"The Sphinx Builder"

He looked upon the limestone bedrock of the Giza plateau and saw a natural outcrop left behind by his father's quarrymen. He did not level it. Instead, he ordered his sculptors to carve it directly into the body of a crouching lion, topped with his own royal portrait. This was the Great Sphinx, a colossal guardian god designed to protect the royal necropolis.
Adjacent to the Sphinx, he built a mortuary temple of staggering architectural simplicity. He imported massive blocks of red granite from Aswan, polishing them smooth and fitting them together without mortar to frame his seated statues of black diorite.
His pyramid, though slightly smaller than the Great Pyramid of his father Khufu, sat on a higher elevation, making it appear taller.
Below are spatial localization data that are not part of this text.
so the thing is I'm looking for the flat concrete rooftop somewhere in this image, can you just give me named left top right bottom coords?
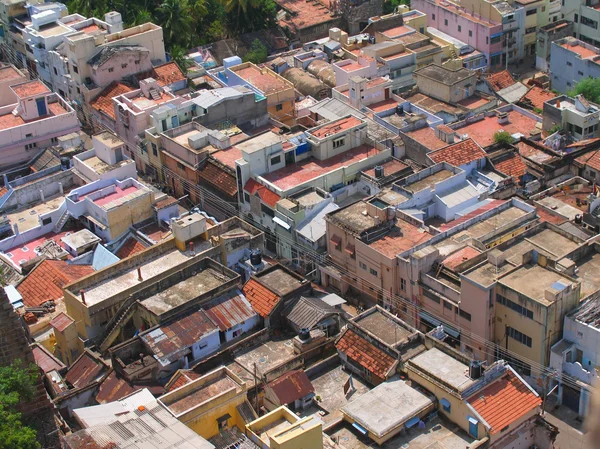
left=403, top=169, right=454, bottom=193
left=141, top=266, right=231, bottom=316
left=354, top=309, right=413, bottom=345
left=499, top=264, right=575, bottom=305
left=6, top=193, right=66, bottom=233
left=409, top=348, right=475, bottom=393
left=329, top=201, right=378, bottom=233
left=455, top=206, right=528, bottom=241
left=73, top=245, right=202, bottom=306
left=229, top=338, right=295, bottom=386
left=574, top=251, right=600, bottom=298
left=257, top=268, right=304, bottom=296
left=464, top=261, right=513, bottom=288
left=342, top=379, right=434, bottom=438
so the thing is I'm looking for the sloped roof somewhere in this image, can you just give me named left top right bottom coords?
left=242, top=278, right=281, bottom=318
left=493, top=152, right=528, bottom=179
left=115, top=237, right=147, bottom=259
left=428, top=138, right=486, bottom=167
left=244, top=178, right=281, bottom=208
left=30, top=148, right=60, bottom=172
left=576, top=149, right=600, bottom=172
left=90, top=82, right=134, bottom=120
left=136, top=61, right=186, bottom=87
left=50, top=312, right=74, bottom=332
left=283, top=296, right=339, bottom=330
left=487, top=70, right=516, bottom=91
left=520, top=86, right=556, bottom=111
left=165, top=370, right=202, bottom=392
left=65, top=351, right=108, bottom=388
left=467, top=370, right=540, bottom=434
left=335, top=328, right=396, bottom=379
left=95, top=370, right=161, bottom=404
left=198, top=159, right=238, bottom=197
left=32, top=343, right=66, bottom=373
left=17, top=260, right=94, bottom=308
left=267, top=370, right=314, bottom=405
left=204, top=289, right=257, bottom=332
left=87, top=45, right=146, bottom=68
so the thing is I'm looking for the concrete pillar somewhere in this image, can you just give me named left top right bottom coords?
left=39, top=189, right=45, bottom=202
left=3, top=174, right=8, bottom=187
left=58, top=182, right=63, bottom=195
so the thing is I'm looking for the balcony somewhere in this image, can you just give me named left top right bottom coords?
left=503, top=37, right=517, bottom=47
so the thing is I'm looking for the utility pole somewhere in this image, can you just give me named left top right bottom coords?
left=254, top=362, right=259, bottom=415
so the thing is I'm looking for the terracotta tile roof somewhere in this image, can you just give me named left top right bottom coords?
left=335, top=329, right=396, bottom=379
left=116, top=237, right=147, bottom=259
left=166, top=370, right=202, bottom=392
left=242, top=278, right=281, bottom=317
left=244, top=178, right=281, bottom=208
left=153, top=196, right=178, bottom=210
left=429, top=138, right=486, bottom=167
left=405, top=126, right=447, bottom=151
left=149, top=62, right=186, bottom=87
left=521, top=87, right=556, bottom=111
left=267, top=370, right=314, bottom=405
left=11, top=80, right=50, bottom=98
left=493, top=152, right=528, bottom=179
left=198, top=159, right=238, bottom=197
left=467, top=370, right=541, bottom=434
left=90, top=82, right=134, bottom=120
left=536, top=207, right=567, bottom=225
left=487, top=70, right=516, bottom=92
left=65, top=352, right=108, bottom=388
left=17, top=260, right=94, bottom=308
left=442, top=246, right=482, bottom=270
left=50, top=312, right=74, bottom=332
left=576, top=149, right=600, bottom=172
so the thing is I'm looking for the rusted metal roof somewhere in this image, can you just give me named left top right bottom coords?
left=65, top=351, right=108, bottom=388
left=95, top=370, right=163, bottom=404
left=140, top=310, right=218, bottom=364
left=32, top=343, right=66, bottom=374
left=267, top=370, right=314, bottom=405
left=204, top=289, right=257, bottom=332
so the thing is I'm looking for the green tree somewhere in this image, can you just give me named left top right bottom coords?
left=382, top=0, right=410, bottom=15
left=569, top=77, right=600, bottom=103
left=170, top=45, right=194, bottom=71
left=221, top=0, right=259, bottom=14
left=133, top=8, right=154, bottom=25
left=243, top=39, right=268, bottom=64
left=158, top=0, right=195, bottom=48
left=0, top=361, right=40, bottom=449
left=493, top=130, right=513, bottom=145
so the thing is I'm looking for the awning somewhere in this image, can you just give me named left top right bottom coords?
left=405, top=416, right=420, bottom=429
left=330, top=234, right=341, bottom=245
left=419, top=311, right=441, bottom=327
left=491, top=32, right=503, bottom=38
left=440, top=398, right=451, bottom=408
left=273, top=216, right=291, bottom=230
left=344, top=243, right=355, bottom=255
left=352, top=422, right=368, bottom=435
left=468, top=416, right=479, bottom=426
left=443, top=324, right=460, bottom=339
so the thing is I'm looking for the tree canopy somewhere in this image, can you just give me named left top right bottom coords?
left=67, top=0, right=278, bottom=54
left=493, top=130, right=513, bottom=145
left=569, top=77, right=600, bottom=104
left=0, top=361, right=40, bottom=449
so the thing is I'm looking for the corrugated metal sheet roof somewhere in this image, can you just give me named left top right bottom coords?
left=203, top=289, right=257, bottom=332
left=32, top=344, right=66, bottom=374
left=65, top=351, right=108, bottom=388
left=267, top=370, right=314, bottom=405
left=283, top=296, right=339, bottom=330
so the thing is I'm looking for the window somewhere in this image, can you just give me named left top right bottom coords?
left=359, top=261, right=367, bottom=270
left=369, top=268, right=378, bottom=276
left=569, top=123, right=583, bottom=134
left=578, top=70, right=584, bottom=76
left=108, top=67, right=114, bottom=72
left=496, top=294, right=534, bottom=319
left=486, top=36, right=489, bottom=44
left=581, top=16, right=598, bottom=29
left=444, top=301, right=453, bottom=311
left=53, top=67, right=58, bottom=75
left=441, top=398, right=451, bottom=413
left=177, top=162, right=185, bottom=170
left=73, top=65, right=79, bottom=73
left=444, top=19, right=448, bottom=26
left=275, top=103, right=283, bottom=111
left=151, top=142, right=158, bottom=156
left=589, top=170, right=597, bottom=178
left=459, top=309, right=471, bottom=321
left=567, top=82, right=572, bottom=87
left=575, top=14, right=579, bottom=23
left=542, top=6, right=546, bottom=11
left=400, top=278, right=406, bottom=291
left=423, top=289, right=441, bottom=304
left=42, top=217, right=52, bottom=226
left=526, top=27, right=536, bottom=34
left=567, top=61, right=572, bottom=66
left=432, top=13, right=435, bottom=20
left=135, top=60, right=140, bottom=65
left=507, top=326, right=532, bottom=347
left=261, top=204, right=275, bottom=217
left=244, top=192, right=250, bottom=203
left=217, top=415, right=229, bottom=431
left=51, top=137, right=58, bottom=143
left=526, top=8, right=537, bottom=16
left=469, top=30, right=472, bottom=37
left=491, top=35, right=502, bottom=44
left=121, top=63, right=127, bottom=68
left=333, top=138, right=345, bottom=149
left=25, top=143, right=37, bottom=150
left=25, top=133, right=32, bottom=138
left=270, top=155, right=281, bottom=165
left=458, top=25, right=462, bottom=32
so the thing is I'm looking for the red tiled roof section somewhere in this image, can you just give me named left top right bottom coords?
left=268, top=370, right=314, bottom=405
left=487, top=70, right=516, bottom=91
left=442, top=246, right=482, bottom=270
left=439, top=199, right=505, bottom=231
left=116, top=237, right=147, bottom=259
left=11, top=80, right=50, bottom=98
left=468, top=370, right=541, bottom=434
left=576, top=149, right=600, bottom=172
left=17, top=260, right=94, bottom=308
left=521, top=86, right=556, bottom=111
left=310, top=116, right=362, bottom=138
left=362, top=159, right=408, bottom=179
left=90, top=82, right=134, bottom=120
left=198, top=160, right=238, bottom=197
left=536, top=207, right=567, bottom=225
left=493, top=152, right=528, bottom=179
left=335, top=329, right=396, bottom=379
left=405, top=126, right=447, bottom=151
left=242, top=278, right=281, bottom=317
left=152, top=62, right=186, bottom=86
left=167, top=370, right=202, bottom=392
left=50, top=312, right=74, bottom=333
left=244, top=178, right=281, bottom=208
left=429, top=138, right=486, bottom=167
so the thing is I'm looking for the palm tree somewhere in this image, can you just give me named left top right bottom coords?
left=221, top=0, right=259, bottom=14
left=133, top=8, right=154, bottom=25
left=170, top=45, right=193, bottom=72
left=158, top=0, right=194, bottom=48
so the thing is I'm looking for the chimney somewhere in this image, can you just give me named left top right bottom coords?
left=137, top=267, right=143, bottom=281
left=497, top=112, right=509, bottom=125
left=189, top=241, right=194, bottom=254
left=80, top=289, right=86, bottom=305
left=556, top=99, right=560, bottom=108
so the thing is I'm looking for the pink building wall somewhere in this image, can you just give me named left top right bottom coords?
left=412, top=0, right=504, bottom=68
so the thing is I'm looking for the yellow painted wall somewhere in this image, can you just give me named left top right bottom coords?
left=183, top=395, right=247, bottom=439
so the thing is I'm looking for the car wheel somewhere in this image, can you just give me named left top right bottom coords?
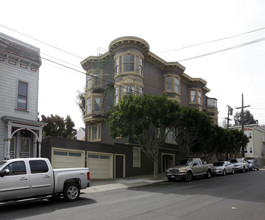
left=63, top=183, right=80, bottom=202
left=223, top=169, right=226, bottom=176
left=232, top=169, right=235, bottom=175
left=242, top=167, right=245, bottom=173
left=185, top=172, right=193, bottom=182
left=206, top=170, right=212, bottom=179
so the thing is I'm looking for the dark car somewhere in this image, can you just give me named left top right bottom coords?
left=247, top=159, right=259, bottom=171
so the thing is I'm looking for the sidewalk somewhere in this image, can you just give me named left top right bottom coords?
left=82, top=175, right=167, bottom=193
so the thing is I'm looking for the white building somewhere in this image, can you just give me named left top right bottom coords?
left=232, top=124, right=265, bottom=167
left=0, top=32, right=46, bottom=160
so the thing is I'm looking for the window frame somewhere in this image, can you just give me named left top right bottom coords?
left=164, top=74, right=180, bottom=94
left=189, top=89, right=203, bottom=105
left=87, top=123, right=101, bottom=142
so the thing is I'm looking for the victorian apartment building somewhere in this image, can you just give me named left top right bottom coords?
left=81, top=36, right=218, bottom=145
left=0, top=32, right=45, bottom=160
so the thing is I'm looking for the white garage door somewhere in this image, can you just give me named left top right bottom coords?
left=87, top=152, right=113, bottom=179
left=52, top=148, right=85, bottom=168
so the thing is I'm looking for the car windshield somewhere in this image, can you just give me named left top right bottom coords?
left=230, top=159, right=238, bottom=163
left=176, top=159, right=193, bottom=166
left=214, top=162, right=224, bottom=166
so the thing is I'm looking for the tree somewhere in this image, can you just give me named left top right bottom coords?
left=107, top=94, right=181, bottom=177
left=234, top=110, right=256, bottom=125
left=41, top=114, right=77, bottom=139
left=76, top=90, right=85, bottom=120
left=172, top=106, right=213, bottom=157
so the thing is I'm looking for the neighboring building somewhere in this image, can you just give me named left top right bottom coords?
left=76, top=127, right=85, bottom=141
left=0, top=32, right=45, bottom=160
left=232, top=124, right=265, bottom=167
left=80, top=36, right=218, bottom=144
left=42, top=36, right=219, bottom=179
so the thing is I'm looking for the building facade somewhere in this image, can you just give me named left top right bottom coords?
left=232, top=124, right=265, bottom=167
left=81, top=36, right=218, bottom=144
left=0, top=32, right=45, bottom=160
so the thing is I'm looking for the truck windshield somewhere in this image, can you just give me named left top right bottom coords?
left=177, top=159, right=193, bottom=166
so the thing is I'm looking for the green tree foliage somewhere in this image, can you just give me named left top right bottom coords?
left=41, top=114, right=77, bottom=139
left=107, top=94, right=181, bottom=177
left=234, top=110, right=256, bottom=125
left=76, top=90, right=85, bottom=120
left=172, top=106, right=212, bottom=157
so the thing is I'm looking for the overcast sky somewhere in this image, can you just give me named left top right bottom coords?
left=1, top=0, right=265, bottom=129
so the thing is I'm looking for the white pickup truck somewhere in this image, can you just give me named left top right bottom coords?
left=0, top=158, right=91, bottom=202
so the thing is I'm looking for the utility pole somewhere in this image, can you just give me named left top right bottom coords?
left=236, top=93, right=250, bottom=157
left=225, top=105, right=233, bottom=129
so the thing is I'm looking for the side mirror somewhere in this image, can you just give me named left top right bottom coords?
left=0, top=169, right=9, bottom=177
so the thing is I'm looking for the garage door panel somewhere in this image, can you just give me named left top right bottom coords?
left=87, top=153, right=113, bottom=179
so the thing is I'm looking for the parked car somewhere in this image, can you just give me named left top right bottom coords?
left=247, top=159, right=259, bottom=171
left=0, top=158, right=91, bottom=202
left=230, top=158, right=249, bottom=173
left=166, top=158, right=213, bottom=182
left=213, top=161, right=235, bottom=175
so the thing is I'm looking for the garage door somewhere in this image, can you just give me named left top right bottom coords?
left=87, top=152, right=113, bottom=179
left=52, top=148, right=85, bottom=168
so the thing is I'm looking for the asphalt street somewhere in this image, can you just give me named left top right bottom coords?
left=0, top=170, right=265, bottom=220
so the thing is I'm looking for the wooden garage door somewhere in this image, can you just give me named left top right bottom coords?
left=52, top=148, right=85, bottom=168
left=87, top=152, right=113, bottom=179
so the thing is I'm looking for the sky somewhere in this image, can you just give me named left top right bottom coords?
left=1, top=0, right=265, bottom=129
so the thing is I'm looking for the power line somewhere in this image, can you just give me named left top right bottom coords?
left=0, top=23, right=84, bottom=60
left=158, top=26, right=265, bottom=53
left=177, top=37, right=265, bottom=62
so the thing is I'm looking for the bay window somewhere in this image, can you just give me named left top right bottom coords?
left=190, top=89, right=203, bottom=105
left=165, top=75, right=180, bottom=93
left=87, top=123, right=101, bottom=141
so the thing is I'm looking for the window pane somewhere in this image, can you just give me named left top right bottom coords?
left=166, top=77, right=172, bottom=91
left=123, top=55, right=134, bottom=72
left=18, top=81, right=27, bottom=96
left=87, top=98, right=91, bottom=113
left=92, top=125, right=97, bottom=139
left=54, top=151, right=68, bottom=156
left=190, top=90, right=196, bottom=102
left=115, top=57, right=120, bottom=74
left=94, top=97, right=101, bottom=112
left=69, top=152, right=82, bottom=157
left=87, top=74, right=92, bottom=88
left=29, top=160, right=49, bottom=173
left=174, top=78, right=179, bottom=92
left=94, top=72, right=100, bottom=87
left=124, top=85, right=134, bottom=95
left=5, top=161, right=26, bottom=175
It retained a beautifully preserved cap of polished casing stones at its peak, showing the sheer craftsmanship of his builders.
Through his grand monuments, he merged the physical image of the king with the divine power of the sun god Ra. He left behind a guardian face that has stared into the eastern horizon for forty-five centuries, watching empires rise and fall.
Throne:Userib
"His gaze remains fixed on the rising sun, a permanent guardian carved from the living stone of the Giza plateau."
Commissioned the Great Sphinx of Giza, the largest monolithic statue in the world
Constructed the second largest pyramid of the Giza complex
Pioneered massive megalithic granite temples using post-and-lintel design

The weathered, majestic face of the Great Sphinx guarding the plateau avenues.